Tuesday, October 19

Malaysian Fugitive Tried to Buy “Golden Passport” to EU, Report Says | European Union


A Malaysian fugitive wanted in connection with one of the biggest scams in history tried to buy a “golden passport” that would have granted him unrestricted access to the EU. according to the report.

Jho Low, who is wanted by law enforcement for his alleged role in the theft of more than $ 4.5 billion (£ 3.3 billion) from the Malaysian government and people, sought the help of a passport brokerage called Henley & Partners to help him buy – Cyprus citizenship, the report states.

The country is one of several EU countries that is dedicated to “citizenship by investment”, whereby wealthy people can invest in government property or bonds in exchange for visas or passports. The practice is highly controversial, in part because a passport from one EU member state grants the bearer unrestricted access to all the others.

The schemes have also proven attractive to high-risk individuals, such as money launderers or corrupt politicians from countries where the rule of law is weak.

The joint report by the Organized Crime and Corruption Reporting Project and Sarawak Report, a Malaysian investigative journalism outlet, states that Low signed a contract with Henley & Partners in 2015 for help in acquiring Cypriot citizenship.

Henley & Partners has previously denied any relationship with Low. A spokesperson told reporters that the company rejected Low as a customer because it failed its internal due diligence checks.

Instead, however, it referred him to a third agency. The invoices seen by reporters show Henley & Partners issuing invoices to other Cypriot companies for work related to Low’s application for a golden passport.
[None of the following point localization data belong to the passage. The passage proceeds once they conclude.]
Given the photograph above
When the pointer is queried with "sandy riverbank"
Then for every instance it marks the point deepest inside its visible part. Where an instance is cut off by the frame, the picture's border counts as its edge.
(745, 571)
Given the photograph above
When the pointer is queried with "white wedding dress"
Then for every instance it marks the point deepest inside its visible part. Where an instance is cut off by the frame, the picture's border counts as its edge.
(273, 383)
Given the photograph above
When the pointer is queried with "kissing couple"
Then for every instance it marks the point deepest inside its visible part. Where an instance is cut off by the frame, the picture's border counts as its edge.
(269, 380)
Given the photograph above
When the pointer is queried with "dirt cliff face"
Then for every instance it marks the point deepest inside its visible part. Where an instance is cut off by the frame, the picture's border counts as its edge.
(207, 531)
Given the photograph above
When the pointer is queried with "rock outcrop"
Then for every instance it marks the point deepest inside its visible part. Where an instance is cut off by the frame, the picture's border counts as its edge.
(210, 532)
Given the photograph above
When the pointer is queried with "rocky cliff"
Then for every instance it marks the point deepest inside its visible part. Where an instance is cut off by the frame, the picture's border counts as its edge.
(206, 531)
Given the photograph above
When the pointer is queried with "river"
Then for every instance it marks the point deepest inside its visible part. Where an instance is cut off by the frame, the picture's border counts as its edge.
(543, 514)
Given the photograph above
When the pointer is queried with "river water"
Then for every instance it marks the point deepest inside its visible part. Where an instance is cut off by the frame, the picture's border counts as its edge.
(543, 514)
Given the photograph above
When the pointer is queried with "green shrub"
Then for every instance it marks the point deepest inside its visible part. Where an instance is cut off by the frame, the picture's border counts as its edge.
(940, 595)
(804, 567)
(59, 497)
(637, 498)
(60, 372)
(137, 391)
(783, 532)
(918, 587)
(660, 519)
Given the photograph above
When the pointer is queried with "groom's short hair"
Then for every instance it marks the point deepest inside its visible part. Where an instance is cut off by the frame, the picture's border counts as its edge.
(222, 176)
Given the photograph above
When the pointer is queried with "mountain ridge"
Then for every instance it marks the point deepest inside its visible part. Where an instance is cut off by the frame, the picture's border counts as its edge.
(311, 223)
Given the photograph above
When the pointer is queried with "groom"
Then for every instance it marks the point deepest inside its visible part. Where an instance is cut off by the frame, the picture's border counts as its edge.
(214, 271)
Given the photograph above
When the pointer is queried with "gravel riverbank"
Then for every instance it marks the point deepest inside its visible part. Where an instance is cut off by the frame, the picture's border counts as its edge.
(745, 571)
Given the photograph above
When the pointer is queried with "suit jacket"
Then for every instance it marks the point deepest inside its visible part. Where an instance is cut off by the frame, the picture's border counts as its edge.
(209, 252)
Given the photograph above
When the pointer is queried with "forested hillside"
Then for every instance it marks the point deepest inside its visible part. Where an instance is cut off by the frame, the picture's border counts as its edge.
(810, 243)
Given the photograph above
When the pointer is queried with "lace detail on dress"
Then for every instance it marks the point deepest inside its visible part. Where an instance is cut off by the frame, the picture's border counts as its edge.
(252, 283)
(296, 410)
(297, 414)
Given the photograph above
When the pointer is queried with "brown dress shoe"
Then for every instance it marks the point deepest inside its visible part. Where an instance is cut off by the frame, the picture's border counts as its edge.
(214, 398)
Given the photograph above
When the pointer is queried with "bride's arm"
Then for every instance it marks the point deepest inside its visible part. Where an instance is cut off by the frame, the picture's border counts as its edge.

They also got leaked emails that appear to show that Henley’s Cypriot office chief is communicating directly with Low and detailing the steps required to help him invest in a property as part of his gold passport application. The company ordered Low to transfer 6 million euros (£ 5.3 million) to an escrow account to cover the cost of the property, according to the report.

However, in November 2016, five months after the US Department of Justice publicly identified him as a conspirator in the 1MDB fraud, Low allegedly sought the help of Henley & Partners in acquiring a larger alternative property.

A Henley & Partners spokesperson told reporters that “we are completely confident that the company did nothing wrong,” but admitted that “it may be that some of the staff involved at the time did not act as a single team or did not adhere. to the new procedures or did not exercise a sufficient level of judgment regarding their interaction with real estate partners ”.

Low, who is widely reported to be in China, has previously denied wrongdoing. However, the disclosure of more details of his attempt to obtain a Cypriot golden passport will place the scandal-ridden scheme under increased scrutiny.

Last year, the country announced the suspension of the program after undercover journalists from Al Jazeera filmed Cypriot lawmakers agreeing to help a fictitious Chinese criminal gain access to the country.

In 2017, The Guardian reported on a leaked list of applicants for the program, including several Russian and Ukrainian oligarchs, as well as a Syrian businessman who was sanctioned by the United States for corruption.

In October last year, the European Commission took legal action against Cyprus and Malta, which have their own golden passport scheme, over concerns that the programs devalued the concept of EU citizenship by granting passports to people without a genuine link to neither of the two countries.

Paddy Blewer, the head of Henley & Partners’ communications group, reiterated in a statement to the Guardian that Low was referred to a third party and not accepted as a direct customer.

“The Henley & Partners group executive committee has long recognized that the firm should not benefit in any way from any individual who has been rejected, for whatever reason,” he said.

He said that new safeguards had since been put in place to prevent similar situations, and that the staff and executives involved in the transaction had left the company.